In well-controlled clinical trials, rofecoxib 12.5 to 500 mg/day has been evaluated for its efficacy in the treatment of osteoarthritis, acute pain and rheumatoid arthritis [lower dosages (5 to 125 mg/day) were generally used in the chronic pain indications]. In the treatment of patients with osteoarthritis, rofecoxib was more effective in providing symptomatic relief than placebo, paracetamol (acetaminophen) and celecoxib and was similar in efficacy to ibuprofen, diclofenac, naproxen and nabumetone. Overall, both the physician’s assessment of disease status and the patient’s assessment of response to therapy tended to favour rofecoxib. In patients with postsurgical dental pain, pain after spinal fusion or orthopaedic surgery, or primary dysmenorrhoea, rofecoxib provided more rapid and more sustained pain relief and reduced requirements for supplemental morphine use after surgery than placebo. Rofecoxib was more efficacious than celecoxib in patients with acute dental pain and pain after spinal fusion surgery, although celecoxib may have been used at a subtherapeutic dose. In comparison with traditional nonsteroidal anti-inflammatory drugs (NSAIDs) ibuprofen, diclofenac and naproxen sodium, rofecoxib was similar in efficacy in the treatment of acute pain. Although naproxen sodium provided more rapid pain relief than rofecoxib in patients with primary dysmenorrhoea, the reverse was true after orthopaedic surgery: rofecoxib provided more rapid pain relief and less supplemental morphine was needed. Rofecoxib was as effective as naproxen in providing symptomatic relief for over 8700 patients with rheumatoid arthritis.

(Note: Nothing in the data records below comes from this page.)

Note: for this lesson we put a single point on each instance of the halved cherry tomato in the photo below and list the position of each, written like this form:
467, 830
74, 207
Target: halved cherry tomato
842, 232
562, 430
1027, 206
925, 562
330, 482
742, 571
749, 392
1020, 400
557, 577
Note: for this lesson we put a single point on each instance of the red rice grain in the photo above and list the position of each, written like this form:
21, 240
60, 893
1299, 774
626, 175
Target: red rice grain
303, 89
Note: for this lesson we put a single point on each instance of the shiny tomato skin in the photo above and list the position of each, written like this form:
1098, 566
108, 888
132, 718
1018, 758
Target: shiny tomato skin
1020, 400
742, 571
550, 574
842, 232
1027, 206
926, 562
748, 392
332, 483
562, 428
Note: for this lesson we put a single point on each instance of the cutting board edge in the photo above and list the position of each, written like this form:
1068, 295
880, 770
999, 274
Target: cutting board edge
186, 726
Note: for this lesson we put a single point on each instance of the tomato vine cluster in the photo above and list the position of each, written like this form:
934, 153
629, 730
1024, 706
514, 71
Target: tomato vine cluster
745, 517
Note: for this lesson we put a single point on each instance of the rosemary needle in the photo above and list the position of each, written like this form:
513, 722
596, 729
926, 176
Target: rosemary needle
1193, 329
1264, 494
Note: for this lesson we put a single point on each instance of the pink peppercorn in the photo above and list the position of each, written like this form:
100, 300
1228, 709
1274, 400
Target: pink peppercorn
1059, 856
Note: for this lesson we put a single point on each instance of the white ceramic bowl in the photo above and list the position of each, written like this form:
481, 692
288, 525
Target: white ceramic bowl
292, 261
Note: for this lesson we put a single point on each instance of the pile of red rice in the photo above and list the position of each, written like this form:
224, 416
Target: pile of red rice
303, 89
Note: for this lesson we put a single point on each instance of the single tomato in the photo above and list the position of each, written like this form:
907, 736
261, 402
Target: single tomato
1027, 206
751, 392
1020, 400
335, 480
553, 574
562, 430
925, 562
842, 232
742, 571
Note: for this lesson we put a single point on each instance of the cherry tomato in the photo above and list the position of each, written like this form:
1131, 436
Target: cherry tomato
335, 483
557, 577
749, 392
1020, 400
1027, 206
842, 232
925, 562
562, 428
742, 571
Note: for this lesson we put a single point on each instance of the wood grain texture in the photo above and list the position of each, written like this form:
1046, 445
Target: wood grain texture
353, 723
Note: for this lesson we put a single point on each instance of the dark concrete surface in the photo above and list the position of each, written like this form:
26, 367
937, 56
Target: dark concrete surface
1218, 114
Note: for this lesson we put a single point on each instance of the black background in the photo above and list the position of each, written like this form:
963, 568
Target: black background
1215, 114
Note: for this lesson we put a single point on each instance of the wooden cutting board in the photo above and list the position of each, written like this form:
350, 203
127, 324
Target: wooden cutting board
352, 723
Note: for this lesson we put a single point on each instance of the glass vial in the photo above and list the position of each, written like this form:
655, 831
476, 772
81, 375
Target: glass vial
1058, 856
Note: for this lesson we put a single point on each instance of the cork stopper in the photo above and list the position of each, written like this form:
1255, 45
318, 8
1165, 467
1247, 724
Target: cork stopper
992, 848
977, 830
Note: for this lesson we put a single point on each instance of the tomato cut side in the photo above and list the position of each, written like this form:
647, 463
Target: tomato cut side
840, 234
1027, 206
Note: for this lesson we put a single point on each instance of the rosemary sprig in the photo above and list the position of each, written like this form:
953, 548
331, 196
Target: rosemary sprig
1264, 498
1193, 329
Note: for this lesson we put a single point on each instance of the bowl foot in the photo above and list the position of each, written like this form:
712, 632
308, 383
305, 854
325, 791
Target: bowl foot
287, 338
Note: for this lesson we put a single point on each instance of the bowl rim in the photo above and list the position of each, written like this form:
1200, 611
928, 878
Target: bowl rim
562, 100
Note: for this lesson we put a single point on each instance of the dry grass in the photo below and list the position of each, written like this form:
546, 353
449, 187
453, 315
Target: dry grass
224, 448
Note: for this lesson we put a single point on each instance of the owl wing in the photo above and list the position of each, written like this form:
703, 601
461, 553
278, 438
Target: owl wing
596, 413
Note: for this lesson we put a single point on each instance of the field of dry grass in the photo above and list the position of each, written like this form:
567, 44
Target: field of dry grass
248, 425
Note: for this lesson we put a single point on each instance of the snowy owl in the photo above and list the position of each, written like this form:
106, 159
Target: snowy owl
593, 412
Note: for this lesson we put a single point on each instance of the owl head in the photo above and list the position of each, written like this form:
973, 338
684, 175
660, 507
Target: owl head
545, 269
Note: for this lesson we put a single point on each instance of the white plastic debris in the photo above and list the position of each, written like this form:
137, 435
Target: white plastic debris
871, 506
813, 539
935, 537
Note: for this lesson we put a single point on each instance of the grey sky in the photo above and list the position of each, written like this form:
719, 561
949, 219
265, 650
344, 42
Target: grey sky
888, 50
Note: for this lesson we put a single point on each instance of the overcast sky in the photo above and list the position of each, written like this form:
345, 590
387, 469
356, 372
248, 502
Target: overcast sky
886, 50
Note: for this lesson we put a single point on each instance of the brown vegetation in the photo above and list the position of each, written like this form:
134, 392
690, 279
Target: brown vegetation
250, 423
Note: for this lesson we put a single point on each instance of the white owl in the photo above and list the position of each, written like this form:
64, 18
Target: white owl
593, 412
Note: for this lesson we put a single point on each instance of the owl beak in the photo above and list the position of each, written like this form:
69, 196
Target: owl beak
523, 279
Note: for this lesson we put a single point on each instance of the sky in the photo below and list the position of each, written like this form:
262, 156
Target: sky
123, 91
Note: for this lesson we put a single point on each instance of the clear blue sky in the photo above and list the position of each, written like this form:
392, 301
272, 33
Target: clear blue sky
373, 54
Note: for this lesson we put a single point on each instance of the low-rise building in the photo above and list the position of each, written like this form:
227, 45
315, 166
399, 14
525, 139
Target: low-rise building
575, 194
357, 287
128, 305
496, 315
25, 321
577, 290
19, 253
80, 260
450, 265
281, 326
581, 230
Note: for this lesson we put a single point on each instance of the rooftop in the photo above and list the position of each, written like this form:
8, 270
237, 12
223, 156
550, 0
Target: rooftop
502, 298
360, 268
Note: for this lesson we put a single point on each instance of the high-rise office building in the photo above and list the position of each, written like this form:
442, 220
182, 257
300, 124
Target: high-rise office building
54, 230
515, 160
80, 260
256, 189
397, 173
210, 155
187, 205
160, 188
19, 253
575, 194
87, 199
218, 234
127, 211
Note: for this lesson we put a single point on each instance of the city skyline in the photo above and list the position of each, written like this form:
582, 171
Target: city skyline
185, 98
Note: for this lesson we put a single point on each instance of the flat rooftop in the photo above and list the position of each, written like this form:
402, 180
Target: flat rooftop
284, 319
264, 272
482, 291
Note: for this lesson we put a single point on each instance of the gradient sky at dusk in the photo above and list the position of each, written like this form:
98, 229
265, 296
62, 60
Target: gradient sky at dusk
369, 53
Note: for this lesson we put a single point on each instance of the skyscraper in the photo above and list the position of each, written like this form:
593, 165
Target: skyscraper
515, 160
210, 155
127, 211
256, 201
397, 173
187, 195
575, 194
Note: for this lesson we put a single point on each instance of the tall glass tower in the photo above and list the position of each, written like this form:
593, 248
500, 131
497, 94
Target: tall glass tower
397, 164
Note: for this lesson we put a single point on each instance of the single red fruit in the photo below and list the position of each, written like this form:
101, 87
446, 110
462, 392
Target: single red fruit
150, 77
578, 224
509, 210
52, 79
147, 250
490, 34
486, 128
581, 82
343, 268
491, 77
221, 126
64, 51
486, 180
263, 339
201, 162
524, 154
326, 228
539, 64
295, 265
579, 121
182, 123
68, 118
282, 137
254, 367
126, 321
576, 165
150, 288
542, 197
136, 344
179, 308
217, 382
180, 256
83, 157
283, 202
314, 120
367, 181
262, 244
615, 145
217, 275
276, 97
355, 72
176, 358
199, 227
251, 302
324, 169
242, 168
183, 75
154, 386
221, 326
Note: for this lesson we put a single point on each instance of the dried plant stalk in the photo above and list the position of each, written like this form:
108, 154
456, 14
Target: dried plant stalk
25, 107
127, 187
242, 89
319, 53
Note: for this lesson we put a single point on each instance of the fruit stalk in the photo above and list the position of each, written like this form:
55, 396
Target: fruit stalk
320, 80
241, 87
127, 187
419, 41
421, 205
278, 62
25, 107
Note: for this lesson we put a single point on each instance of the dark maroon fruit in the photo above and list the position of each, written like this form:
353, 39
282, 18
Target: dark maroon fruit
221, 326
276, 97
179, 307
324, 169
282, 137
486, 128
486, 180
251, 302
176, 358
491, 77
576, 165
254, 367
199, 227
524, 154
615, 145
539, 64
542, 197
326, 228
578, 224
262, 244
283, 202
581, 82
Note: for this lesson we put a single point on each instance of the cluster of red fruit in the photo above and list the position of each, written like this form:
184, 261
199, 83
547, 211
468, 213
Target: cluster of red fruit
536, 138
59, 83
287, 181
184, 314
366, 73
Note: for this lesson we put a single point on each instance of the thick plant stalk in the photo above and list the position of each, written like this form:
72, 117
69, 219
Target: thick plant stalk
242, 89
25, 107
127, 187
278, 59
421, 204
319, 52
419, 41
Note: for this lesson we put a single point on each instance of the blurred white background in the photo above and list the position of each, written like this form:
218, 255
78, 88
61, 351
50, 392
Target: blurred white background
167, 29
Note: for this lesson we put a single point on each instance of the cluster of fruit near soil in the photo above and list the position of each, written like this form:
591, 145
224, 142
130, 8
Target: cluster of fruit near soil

Compared with traditional NSAID therapy, rofecoxib had a significantly lower incidence of endoscopically confirmed gastroduodenal ulceration and, in approximately 13 000 patients with osteoarthritis and rheumatoid arthritis, a lower incidence of gastrointestinal (GI) adverse events. Rofecoxib was generally well tolerated in all indications with an overall tolerability profile similar to traditional NSAIDs. The most common adverse events in rofecoxib recipients were nausea, dizziness and headache.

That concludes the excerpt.